Writer, Traveller, and Videographer

Dilema Mahasiswa Pekerja part 1

Diterbitkan tanggal

Dilema antara kerja dan kuliah

Pernah kuukir satu nama, di atas batu permata. Agar suatu saat, ketika orang lain menemukannya, kemudian menjualnya dengan harga yang tak terkira. Ada masa dimana semangat ini masih membara, menginginkan kepuasan hati semata. Tapi sebenarnya ia buta, akan kuasa-Nya, dan atas apa yang selama ini dibutuhkannya.

Pernah... Pernah aku kejar kemapanan, diantara padatnya keseharian, antara penat yang tak jua bisa kutahan, antara ruang pikiran, antara rentetan kejadian, dan tak mampu kubendung emosi sejalan, dengan keselarasan. Antara luapan caci makian, antara gosip-gosip murahan, hingga antara orang-orang yang hobi menjatuhkan.

Seminar Mahasiswa

Kebiasaan siapa ini?

Pernah, atau saat ini aku berusaha raih sesuatu yang tidak jelas. Tidak jelas jika kulihat sekilas. Tidak jelas arah juang dan kontinuitas. Aku juga tidak yakin ini mimpi atau realitas. Meskipun hanya kupikir sepintas, sudah jelas bahwa akhir semua ini, di masa seperti ini, gelar dan ijazah tidak lagi dianggap berkelas, tidak lagi jadi prioritas. Karena sudah kutoreh dalam tiap rutinitas, bahwa sebenarnya, kemampuanlah yang membuatmu dianggap punya identitas.

Di ruang kerjaku yang tak terbatas, kadang terlintas, mampukah kujalani kedua hal ini hingga tuntas? Setelah kuketahui fakta diatas. Setelah kuaminkan rezeki dan nasibku ditentukan oleh secarik kertas. Aku yakin, pada-Nya sumber kasih sayang tak terbatas.

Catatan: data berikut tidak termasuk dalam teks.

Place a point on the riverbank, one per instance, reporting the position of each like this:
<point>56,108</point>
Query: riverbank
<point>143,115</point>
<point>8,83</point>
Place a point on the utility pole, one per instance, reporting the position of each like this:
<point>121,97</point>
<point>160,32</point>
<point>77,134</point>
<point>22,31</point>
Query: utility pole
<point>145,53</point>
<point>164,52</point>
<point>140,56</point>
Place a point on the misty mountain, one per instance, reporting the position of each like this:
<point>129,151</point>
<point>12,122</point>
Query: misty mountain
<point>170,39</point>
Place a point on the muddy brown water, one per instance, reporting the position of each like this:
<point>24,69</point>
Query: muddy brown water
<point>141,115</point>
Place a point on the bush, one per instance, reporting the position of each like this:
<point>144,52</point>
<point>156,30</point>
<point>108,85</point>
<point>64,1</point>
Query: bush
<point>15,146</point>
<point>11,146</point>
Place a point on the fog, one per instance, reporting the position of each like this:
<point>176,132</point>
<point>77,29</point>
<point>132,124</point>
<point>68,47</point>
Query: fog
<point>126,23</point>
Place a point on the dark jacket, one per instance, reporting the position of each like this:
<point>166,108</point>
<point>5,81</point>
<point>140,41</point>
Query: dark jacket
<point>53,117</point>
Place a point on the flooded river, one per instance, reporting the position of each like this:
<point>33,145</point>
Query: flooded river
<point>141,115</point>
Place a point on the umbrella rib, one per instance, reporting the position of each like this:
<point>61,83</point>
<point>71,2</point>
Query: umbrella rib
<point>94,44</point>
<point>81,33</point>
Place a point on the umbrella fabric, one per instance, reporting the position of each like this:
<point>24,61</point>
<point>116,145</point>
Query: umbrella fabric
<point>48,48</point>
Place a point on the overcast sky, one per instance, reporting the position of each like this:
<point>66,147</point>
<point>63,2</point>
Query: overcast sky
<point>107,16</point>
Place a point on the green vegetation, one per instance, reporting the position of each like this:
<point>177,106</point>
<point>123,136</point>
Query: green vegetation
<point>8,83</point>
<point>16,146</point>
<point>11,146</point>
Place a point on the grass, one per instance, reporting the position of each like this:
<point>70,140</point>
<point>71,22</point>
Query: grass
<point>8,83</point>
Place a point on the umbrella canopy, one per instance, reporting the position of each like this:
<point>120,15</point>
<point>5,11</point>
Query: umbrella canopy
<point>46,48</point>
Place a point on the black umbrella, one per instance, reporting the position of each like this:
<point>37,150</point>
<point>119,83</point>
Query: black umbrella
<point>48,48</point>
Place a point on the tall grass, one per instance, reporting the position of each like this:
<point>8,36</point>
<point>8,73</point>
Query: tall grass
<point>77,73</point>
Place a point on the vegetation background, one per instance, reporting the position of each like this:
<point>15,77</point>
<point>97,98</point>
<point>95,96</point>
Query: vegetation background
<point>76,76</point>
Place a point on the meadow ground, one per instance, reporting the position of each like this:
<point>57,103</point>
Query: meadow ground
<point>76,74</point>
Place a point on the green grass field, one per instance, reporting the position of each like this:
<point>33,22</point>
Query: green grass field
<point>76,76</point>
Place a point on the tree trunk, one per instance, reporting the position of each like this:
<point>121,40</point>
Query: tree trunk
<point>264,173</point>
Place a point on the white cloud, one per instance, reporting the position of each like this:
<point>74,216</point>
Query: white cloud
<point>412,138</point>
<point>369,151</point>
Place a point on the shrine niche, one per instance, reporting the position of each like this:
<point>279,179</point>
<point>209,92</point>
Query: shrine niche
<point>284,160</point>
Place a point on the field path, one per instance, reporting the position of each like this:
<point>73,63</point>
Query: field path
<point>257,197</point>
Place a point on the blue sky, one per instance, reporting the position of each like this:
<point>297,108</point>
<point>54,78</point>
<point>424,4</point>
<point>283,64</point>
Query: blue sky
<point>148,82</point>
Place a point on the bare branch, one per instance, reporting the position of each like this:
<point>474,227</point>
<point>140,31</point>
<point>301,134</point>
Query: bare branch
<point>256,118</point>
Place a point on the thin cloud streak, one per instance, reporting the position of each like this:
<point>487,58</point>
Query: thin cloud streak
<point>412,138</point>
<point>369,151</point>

Perintah dari-Nya, setelah sholat, menyebarlah di muka bumi mencari karunia-Nya. Mencari apa yang kau anggap sebagai bentuk ibadah kepada-Nya. Mencari semua yang kau butuhkan untuk mengakui kebesaran-Nya. Harus kukatakan, di dalam kelas, bangku kuliah terasa hampa. Tapi tidak munafik, hidupku ini juga harus terasa bermakna, mungkin sudah saatnya saya berkarya, dan dihargai, tidak dalam bentuk materi semata, tapi juga pengakuan: dianggap berguna bagi sesama. Dan perasaan seperti itulah yang membuatmu merasa jadi manusia sosial seutuhnya.

Pernah kuukir satu nama, di atas batu .... Awalnya kupikir itu batu permata, ternyata cuma batu akik biasa. Baik akik maupun permata, batu tetaplah batu, keras dan tak bermakna. Sejauh apapun kau melangkah di atas batu untuk mengukir nama, kelak orang lainlah yang menuliskan namamu di batu nisan atau bata. Kelak, hanya batu dan tanah teman setiamu menjelang senja, akan banyak kau temukan bersamamu "di bawah sana".

Intinya, aku telah salah. Aku ternoda dan terbuang, dilema antara kerja dan kuliah. Membuatku lelah, dan tak fokus melangkah.

Ada dua jalan: orientasi nilai miskin ilmu, atau orientasi ilmu tapi nilai anjlok? You choose.